We use a synthetic UK motor dataset throughout, with known true parameters, so we can verify our GLM is recovering the right answers.

Data

We generate a synthetic UK motor portfolio with 100,000 policies.

import polars as pl
import numpy as np
from datetime import date

rng = np.random.default_rng(seed=42)
n = 100_000

# Rating factors - UK motor conventions
areas = ["A", "B", "C", "D", "E", "F"]
area = rng.choice(areas, size=n, p=[0.10, 0.18, 0.25, 0.22, 0.15, 0.10])

vehicle_group = rng.integers(1, 51, size=n)  # ABI group 1-50
ncd_years = rng.choice([0, 1, 2, 3, 4, 5], size=n, p=[0.08, 0.07, 0.09, 0.12, 0.20, 0.44])
driver_age = rng.integers(17, 86, size=n)
conviction_flag = rng.binomial(1, 0.06, size=n)
exposure = np.clip(rng.beta(8, 2, size=n), 0.05, 1.0)

# True log-frequency parameters (GLM intercept + log-linear effects)
INTERCEPT = -3.10
TRUE_PARAMS = {
    "area_B": 0.10, "area_C": 0.20, "area_D": 0.35,
    "area_E": 0.50, "area_F": 0.65,
    "vehicle_group": 0.018,   # per ABI group unit above 1
    "ncd_years": -0.13,       # per year of NCD
    "young_driver": 0.55,     # age < 25
    "old_driver": 0.28,       # age > 70
    "conviction": 0.42,
}

# Generate log-mu for each policy
log_mu = (
    INTERCEPT
    + np.where(area == "B", TRUE_PARAMS["area_B"], 0)
    + np.where(area == "C", TRUE_PARAMS["area_C"], 0)
    + np.where(area == "D", TRUE_PARAMS["area_D"], 0)
    + np.where(area == "E", TRUE_PARAMS["area_E"], 0)
    + np.where(area == "F", TRUE_PARAMS["area_F"], 0)
    + TRUE_PARAMS["vehicle_group"] * (vehicle_group - 1)
    + TRUE_PARAMS["ncd_years"] * ncd_years
    + np.where(driver_age < 25, TRUE_PARAMS["young_driver"], 0)
    + np.where(driver_age > 70, TRUE_PARAMS["old_driver"], 0)
    + TRUE_PARAMS["conviction"] * conviction_flag
    + np.log(exposure)
)

freq_rate = np.exp(log_mu - np.log(exposure))  # annualised frequency
claim_count = rng.poisson(freq_rate * exposure)

# Severity DGP: Gamma with mean around £3,500, vehicle group effect only.
# NCD reflects driver behaviour and correlates with claim frequency,
# not individual claim size.
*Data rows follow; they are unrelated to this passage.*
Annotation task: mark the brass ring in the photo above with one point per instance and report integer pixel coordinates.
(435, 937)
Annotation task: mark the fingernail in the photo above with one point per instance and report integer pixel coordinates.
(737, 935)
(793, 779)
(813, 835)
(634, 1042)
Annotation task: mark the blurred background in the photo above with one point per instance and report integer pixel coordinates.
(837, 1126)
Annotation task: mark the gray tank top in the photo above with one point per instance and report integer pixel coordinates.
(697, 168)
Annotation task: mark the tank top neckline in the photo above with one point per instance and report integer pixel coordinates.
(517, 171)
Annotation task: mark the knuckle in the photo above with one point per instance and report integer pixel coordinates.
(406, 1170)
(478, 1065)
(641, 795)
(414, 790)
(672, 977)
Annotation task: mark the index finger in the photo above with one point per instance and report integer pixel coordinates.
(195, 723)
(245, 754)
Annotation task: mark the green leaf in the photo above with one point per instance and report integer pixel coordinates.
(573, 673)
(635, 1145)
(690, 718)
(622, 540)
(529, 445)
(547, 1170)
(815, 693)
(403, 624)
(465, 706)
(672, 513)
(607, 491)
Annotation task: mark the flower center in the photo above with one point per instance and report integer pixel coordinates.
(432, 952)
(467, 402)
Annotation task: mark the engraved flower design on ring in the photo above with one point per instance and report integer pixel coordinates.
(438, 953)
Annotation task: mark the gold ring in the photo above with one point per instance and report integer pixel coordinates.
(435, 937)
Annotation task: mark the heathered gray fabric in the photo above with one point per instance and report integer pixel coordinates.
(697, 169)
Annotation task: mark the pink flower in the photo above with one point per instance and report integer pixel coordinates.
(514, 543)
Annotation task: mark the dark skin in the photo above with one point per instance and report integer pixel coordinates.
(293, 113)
Including it in the severity model would
# capture frequency effects through the back door.
sev_log_mu = (
    np.log(3500)
    + 0.012 * (vehicle_group - 1)
)
true_mean_sev = np.exp(sev_log_mu)
shape_param = 4.0  # coefficient of variation = 1/sqrt(4) = 0.5

has_claim = claim_count > 0
avg_severity = np.where(
    has_claim,
    rng.gamma(shape_param, true_mean_sev / shape_param),
    0.0
)

df = pl.DataFrame({
    "policy_id": np.arange(1, n + 1),
    "area": area,
    "vehicle_group": vehicle_group,
    "ncd_years": ncd_years,
    "driver_age": driver_age,
    "conviction_flag": conviction_flag,
    "exposure": exposure,
    "claim_count": claim_count,
    "avg_severity": avg_severity,
    "incurred": avg_severity * claim_count,
})

print(f"Portfolio: {len(df):,} policies")
print(f"Exposure: {df['exposure'].sum():,.0f} earned years")
print(f"Claims: {df['claim_count'].sum():,} ({df['claim_count'].sum() / df['exposure'].sum():.3f}/year)")
print(f"Total incurred: £{df['incurred'].sum() / 1e6:.1f}m")

This gives us a portfolio with a known data-generating process. We will use this to verify our GLM recovers the true parameters.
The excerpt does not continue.